この激変する時代をどう生きていくのか。そんな不安に応えるキーワードとして「シェア」がある。わが貧弱な暮らしに目を向けてみても、余剰が満ち溢れている。新聞だが今までの惰性で4紙を購読しているが、チラシはすぐ屑籠に、読み終わった新聞はあっという間にうず高くなる。ひとり住まいでは寝室と書斎と食堂で十分に足りて、半分以上は空室で掃除機も年に一度くらい。車も反射神経の鈍ったこともあり、夜は控えるし、余計な運転はやらない。稼働率は平均2時間程度か。最大の余剰が読み終えた本である。もう所有する時代は終わった。人生の余白を生きるのに、大枚をはたく必要はない。そんな萎えた気持ちのところに、わくわくするような刺激本が現われた。「シェアをデザインする」(学芸出版社)。40歳前後の若手建築家たちが、シェアの未来をテーマに開いたシンポジュームをまとめている。
まずシェアな働き方だが、大手出版社を退職して、法人を個人で立ち上げ、フリーランスで働く女性からの報告である。これほど不透明な時代に、会社にしがみついていくことに強烈な疑問を感じ、ひとつの会社、ひとつの仕事、ひとつの肩書にとらわれないで多種多様な仕事をやっていこうと決めた。ソーシャルメディアを駆使して情報を発信し、仕事に結び付けている。「プレゼンはしない」「見積もりは取らない」「企画書は書かない」というスタイルで、とにかくリアルに仕事を作り出していく。ノマドワークスタイルと呼ぶ。ノマドは遊牧民という意味だが、牧草を見つけて転々とするように時代や市場の変化に合わせて、身軽に働き場所を見つけていく。新しい人や会社、情報に触れることによって、これまで生み出されることになかったアイデアの種を撒いていく感じで、鞄の商品企画、日本初のスマホ放送局、非常勤講師などをこなしている。企業からのスポンサードも増えている。何百万円もの広告費を掛けるよりも、発信力のある個人の方が説得力がある。今いる人材では、何にも出てこないのは目に見えている。余裕ができれば、シェアオフィス2個を東京と地方で掛け持ちするのもいい。
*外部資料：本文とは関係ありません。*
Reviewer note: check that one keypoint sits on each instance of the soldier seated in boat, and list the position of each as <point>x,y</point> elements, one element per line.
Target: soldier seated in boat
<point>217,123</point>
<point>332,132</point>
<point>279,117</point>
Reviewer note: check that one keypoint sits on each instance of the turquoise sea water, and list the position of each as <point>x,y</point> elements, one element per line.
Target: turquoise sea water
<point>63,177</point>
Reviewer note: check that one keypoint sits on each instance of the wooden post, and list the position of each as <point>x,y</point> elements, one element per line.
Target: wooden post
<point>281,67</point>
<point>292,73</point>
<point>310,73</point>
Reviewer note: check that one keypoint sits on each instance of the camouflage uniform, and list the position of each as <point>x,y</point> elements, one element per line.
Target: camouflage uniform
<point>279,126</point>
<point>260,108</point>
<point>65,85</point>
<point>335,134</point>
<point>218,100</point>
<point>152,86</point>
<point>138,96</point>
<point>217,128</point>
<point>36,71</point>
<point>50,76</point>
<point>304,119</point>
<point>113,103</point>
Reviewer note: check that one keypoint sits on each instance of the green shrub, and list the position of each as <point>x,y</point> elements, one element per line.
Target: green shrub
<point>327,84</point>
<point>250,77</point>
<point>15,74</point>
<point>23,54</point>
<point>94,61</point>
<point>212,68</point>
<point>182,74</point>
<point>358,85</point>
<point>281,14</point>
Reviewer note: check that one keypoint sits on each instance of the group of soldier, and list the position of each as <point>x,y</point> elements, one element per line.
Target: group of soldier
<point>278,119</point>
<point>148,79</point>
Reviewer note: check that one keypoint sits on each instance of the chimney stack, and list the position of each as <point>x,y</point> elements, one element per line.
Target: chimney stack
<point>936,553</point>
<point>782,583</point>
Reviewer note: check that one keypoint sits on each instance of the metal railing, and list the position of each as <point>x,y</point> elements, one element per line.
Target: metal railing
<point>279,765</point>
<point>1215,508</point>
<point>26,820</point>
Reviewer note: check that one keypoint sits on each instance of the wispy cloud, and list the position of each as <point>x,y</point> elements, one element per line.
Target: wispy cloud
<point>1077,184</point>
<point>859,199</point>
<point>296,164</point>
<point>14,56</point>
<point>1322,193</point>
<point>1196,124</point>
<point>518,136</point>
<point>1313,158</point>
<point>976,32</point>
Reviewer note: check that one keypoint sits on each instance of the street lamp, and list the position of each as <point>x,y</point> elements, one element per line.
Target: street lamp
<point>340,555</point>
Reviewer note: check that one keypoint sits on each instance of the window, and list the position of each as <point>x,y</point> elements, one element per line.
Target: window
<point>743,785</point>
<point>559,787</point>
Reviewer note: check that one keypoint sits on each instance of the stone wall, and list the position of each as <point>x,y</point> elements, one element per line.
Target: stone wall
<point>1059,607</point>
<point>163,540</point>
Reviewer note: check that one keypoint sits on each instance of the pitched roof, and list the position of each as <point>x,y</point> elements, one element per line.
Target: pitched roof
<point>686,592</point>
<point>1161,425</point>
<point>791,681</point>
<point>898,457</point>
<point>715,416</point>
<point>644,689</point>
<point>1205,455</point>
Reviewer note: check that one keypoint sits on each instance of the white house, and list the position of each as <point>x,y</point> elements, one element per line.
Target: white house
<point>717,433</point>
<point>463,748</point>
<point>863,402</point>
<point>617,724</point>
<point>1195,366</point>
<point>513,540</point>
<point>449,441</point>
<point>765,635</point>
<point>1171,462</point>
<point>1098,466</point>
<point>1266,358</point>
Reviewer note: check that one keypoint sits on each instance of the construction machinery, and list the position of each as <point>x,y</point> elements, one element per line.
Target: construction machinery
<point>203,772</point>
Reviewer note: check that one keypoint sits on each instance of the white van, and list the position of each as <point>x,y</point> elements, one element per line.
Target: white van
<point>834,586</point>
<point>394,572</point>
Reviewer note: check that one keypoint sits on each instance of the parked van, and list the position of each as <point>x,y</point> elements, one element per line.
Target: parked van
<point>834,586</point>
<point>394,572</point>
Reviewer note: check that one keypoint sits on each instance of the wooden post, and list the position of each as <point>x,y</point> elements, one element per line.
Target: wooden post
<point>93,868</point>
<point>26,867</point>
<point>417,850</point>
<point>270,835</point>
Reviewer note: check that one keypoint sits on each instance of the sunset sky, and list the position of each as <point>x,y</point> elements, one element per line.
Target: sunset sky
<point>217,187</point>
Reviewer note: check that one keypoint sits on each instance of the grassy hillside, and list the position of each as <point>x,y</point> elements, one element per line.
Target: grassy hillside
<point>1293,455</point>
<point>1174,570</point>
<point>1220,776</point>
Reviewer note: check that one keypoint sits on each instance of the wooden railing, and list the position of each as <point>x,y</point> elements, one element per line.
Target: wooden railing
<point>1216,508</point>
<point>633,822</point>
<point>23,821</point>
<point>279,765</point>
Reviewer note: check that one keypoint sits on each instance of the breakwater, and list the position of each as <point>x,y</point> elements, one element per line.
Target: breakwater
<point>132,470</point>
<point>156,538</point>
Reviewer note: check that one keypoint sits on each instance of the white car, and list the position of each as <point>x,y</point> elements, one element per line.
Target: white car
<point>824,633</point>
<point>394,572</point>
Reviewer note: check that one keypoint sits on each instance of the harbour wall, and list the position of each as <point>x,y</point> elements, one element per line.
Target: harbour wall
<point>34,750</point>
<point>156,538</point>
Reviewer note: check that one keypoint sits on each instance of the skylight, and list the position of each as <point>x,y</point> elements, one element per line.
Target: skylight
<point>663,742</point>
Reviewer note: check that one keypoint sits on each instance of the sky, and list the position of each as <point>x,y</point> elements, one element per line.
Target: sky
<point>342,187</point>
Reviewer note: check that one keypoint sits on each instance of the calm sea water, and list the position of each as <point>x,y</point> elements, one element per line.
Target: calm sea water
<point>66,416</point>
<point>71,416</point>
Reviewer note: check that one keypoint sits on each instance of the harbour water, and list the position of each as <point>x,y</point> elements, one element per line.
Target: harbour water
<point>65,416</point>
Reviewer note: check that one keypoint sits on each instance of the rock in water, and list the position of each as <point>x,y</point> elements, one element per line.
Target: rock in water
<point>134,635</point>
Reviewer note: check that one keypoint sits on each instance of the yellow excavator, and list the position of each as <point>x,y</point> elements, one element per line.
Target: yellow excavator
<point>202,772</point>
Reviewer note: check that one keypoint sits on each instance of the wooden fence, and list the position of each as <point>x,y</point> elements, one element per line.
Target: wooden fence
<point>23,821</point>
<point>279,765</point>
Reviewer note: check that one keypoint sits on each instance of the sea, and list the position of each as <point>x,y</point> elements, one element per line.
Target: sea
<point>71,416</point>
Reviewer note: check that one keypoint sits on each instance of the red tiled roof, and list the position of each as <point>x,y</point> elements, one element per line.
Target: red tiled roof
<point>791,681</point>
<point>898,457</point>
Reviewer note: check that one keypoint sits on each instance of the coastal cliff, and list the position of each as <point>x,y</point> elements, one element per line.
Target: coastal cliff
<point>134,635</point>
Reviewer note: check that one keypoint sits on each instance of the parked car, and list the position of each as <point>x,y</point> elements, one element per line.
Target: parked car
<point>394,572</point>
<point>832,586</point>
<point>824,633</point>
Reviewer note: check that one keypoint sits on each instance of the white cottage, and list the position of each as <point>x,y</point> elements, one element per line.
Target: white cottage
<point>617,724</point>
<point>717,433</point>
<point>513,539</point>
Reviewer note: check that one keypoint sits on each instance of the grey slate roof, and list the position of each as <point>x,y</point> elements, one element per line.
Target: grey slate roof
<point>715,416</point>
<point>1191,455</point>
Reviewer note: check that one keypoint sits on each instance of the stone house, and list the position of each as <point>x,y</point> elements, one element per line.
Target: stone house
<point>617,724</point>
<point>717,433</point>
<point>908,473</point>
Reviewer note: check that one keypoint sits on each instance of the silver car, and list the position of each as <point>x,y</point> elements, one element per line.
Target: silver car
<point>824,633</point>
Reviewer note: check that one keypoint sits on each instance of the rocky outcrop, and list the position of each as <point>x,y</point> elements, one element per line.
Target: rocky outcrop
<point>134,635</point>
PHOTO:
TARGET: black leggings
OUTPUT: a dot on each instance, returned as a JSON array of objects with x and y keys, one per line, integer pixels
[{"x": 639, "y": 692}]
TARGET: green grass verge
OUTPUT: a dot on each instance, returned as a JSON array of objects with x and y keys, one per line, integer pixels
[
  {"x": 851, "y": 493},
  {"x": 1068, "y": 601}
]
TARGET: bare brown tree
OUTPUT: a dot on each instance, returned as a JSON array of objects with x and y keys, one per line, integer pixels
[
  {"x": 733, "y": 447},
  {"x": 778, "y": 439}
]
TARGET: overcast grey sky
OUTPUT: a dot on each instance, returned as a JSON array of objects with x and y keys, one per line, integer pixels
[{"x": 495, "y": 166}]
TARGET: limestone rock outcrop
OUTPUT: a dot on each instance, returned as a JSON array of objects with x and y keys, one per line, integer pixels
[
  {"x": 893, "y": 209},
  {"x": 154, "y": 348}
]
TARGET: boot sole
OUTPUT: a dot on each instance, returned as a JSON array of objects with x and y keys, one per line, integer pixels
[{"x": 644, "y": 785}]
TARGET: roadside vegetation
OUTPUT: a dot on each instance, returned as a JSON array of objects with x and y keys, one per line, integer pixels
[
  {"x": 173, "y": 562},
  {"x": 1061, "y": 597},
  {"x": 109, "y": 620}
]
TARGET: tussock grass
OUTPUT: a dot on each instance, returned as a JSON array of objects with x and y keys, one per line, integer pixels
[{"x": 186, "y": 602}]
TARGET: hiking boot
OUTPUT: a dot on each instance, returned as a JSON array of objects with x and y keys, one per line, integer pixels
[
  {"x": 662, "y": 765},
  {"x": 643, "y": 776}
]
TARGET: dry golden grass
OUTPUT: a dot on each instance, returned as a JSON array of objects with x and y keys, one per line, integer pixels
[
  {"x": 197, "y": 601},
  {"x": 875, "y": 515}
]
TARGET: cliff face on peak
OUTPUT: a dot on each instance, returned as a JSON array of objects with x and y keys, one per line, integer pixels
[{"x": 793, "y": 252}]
とにかく自分という看板を強く磨いて、働く自由と住む自由を手にいれることだ。
不要本の始末のアイデアだが、渋谷でコワーキングスペースco-baを運営するツクルバがシェア型ライブラリをオープンさせた。会員が自分で所有している書籍などを持ち込み、お互いにシェアするというスペースだ。書棚に名前が明記されていて、貸し借りもそうだが本を媒介にして話やビジネスを弾ませる。
もし町内(200~300世帯)にこうしたスペースができればどうだろうか。もちろんカフェ機能がついていて、お茶や軽食を楽しみながら、新聞や、本はそこで読むことになる。カーシェアを導入すれば、運転免許証を返納した交通弱者には会員制の運転代行で買い物や通院が可能となる。シェア社会とは、ストックを活用する社会であり、何よりも自分で考えることが求められる。それは相手の気持ちを忖度することでもあり、もちろんノマドであるからには移動の自由があり、開かれた距離感が自然とそこには生まれて息苦しくはない。
古稀老人も人生の余白は、もう失うものはないという気楽さで、そのノマドワーキングに挑戦したい。加えて、シェア社会を生み出す起爆剤になる贈与に似たファンディング能力もある。もちろんクラウドでもいいのだが、顔の見える関係の方がいい。ノマドワークを合言葉に企業を飛び出した若者と、もうひと花を咲かせてみたい。